Ilmu Ekonomi di antara Subjectivity dan Pseudo-Objectivity

by lpm_arena
Print Friendly, PDF & Email

Oleh: Angga Pratama

Ketika berbicara tentang ekonomi, beberapa orang selalu mengaitkannya dengan perhitungan akuntansi, inflasi, resesi, atau keuntungan. Studi tentang ekonomi tidak dapat dipungkiri berkaitan dengan analisa yang menyelipkan pendekatan matematis untuk mendapatkan berbagai angka yang dibutuhkan, sehingga dapat membantu menentukan kebijakan atau melakukan evaluasi terhadap aktivitas ekonomi. Angka-angka tersebut disajikan setelah melalui berbagai proses panjang, seperti penyajian angka-angka di dalam kurva permintaan dan penawaran—terlebih dahulu kita akan menemukan persamaan Qd (kuantitas yang diminta) atau Qs (kuantitas yang ditawarkan)—sehingga aktivitas produksi bisa disesuaikan dengan angka-angka yang diperoleh untuk menghemat atau sekedar menahan laju produksi yang tidak efektif.
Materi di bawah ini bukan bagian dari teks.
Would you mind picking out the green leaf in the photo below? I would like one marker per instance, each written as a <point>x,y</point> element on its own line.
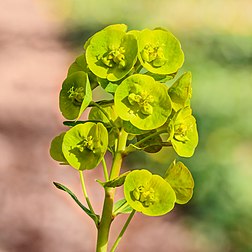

Selain itu, biasanya kita akan menemukan kajian yang berkaitan dengan barang-barang persediaan yang tentu saja sangat penting diperhitungkan untuk memenuhi permintaan pasar terhadap suatu komoditas. Misalnya, metode FIFO (First-In, First-Out), yang mengasumsikan bahwa produk tertua di dalam persediaan terjual terlebih dahulu. Atau LIFO (Last-In, First-Out), metode yang mengasumsikan bahwa produk terbaru dalam persediaan terjual terlebih dahulu. Dalam penetapan atau perhitungan persediaan yang ada di dalam suatu entitas, khususnya pada kedua metode tersebut, akan membutuhkan analisa matematis untuk memastikan bahwa kuantitas yang dikeluarkan sesuai dengan jumlah stok dan/atau tanggal persediaan tersebut masuk ke dalam gudang persediaan.

Separated Science

Separated Science yang terkandung dalam ilmu ekonomi merupakan salah satu aspek yang perlu diperhatikan. Beberapa analisa diciptakan berdasarkan skala prioritas yang telah ditetapkan oleh suatu entitas, sehingga pada dasarnya ilmu ekonomi tidak berupaya mengkaji secara utuh fenomena yang memengaruhi suatu kejadian ekonomi—hal ini tidak berarti kajian ekonomi tidak bersifat komprehensif, namun cenderung dipilih berdasarkan dengan kepentingan yang ada. Jika laju pertumbuhan ekonomi terhambat, hal pertama yang dilakukan seorang analis ekonomi atau ekonom adalah menemukan penyebab utama dari terhambatnya perkembangan ekonomi. Misalnya, tingkat inflasi yang semakin parah di wilayah Transnistria disebabkan oleh tidak jelasnya status kenegaraan—hal ini yang dianggap oleh sebagian orang. Akan tetapi yang terjadi di wilayah tersebut adalah adanya keraguan atau ambiguitas kebijakan ekonomi yang tidak memihak ke Rusia atau Uni Eropa, sehingga status perdagangan atau keluar masuknya barang-barang dari dan ke Transnistria jelas terhambat.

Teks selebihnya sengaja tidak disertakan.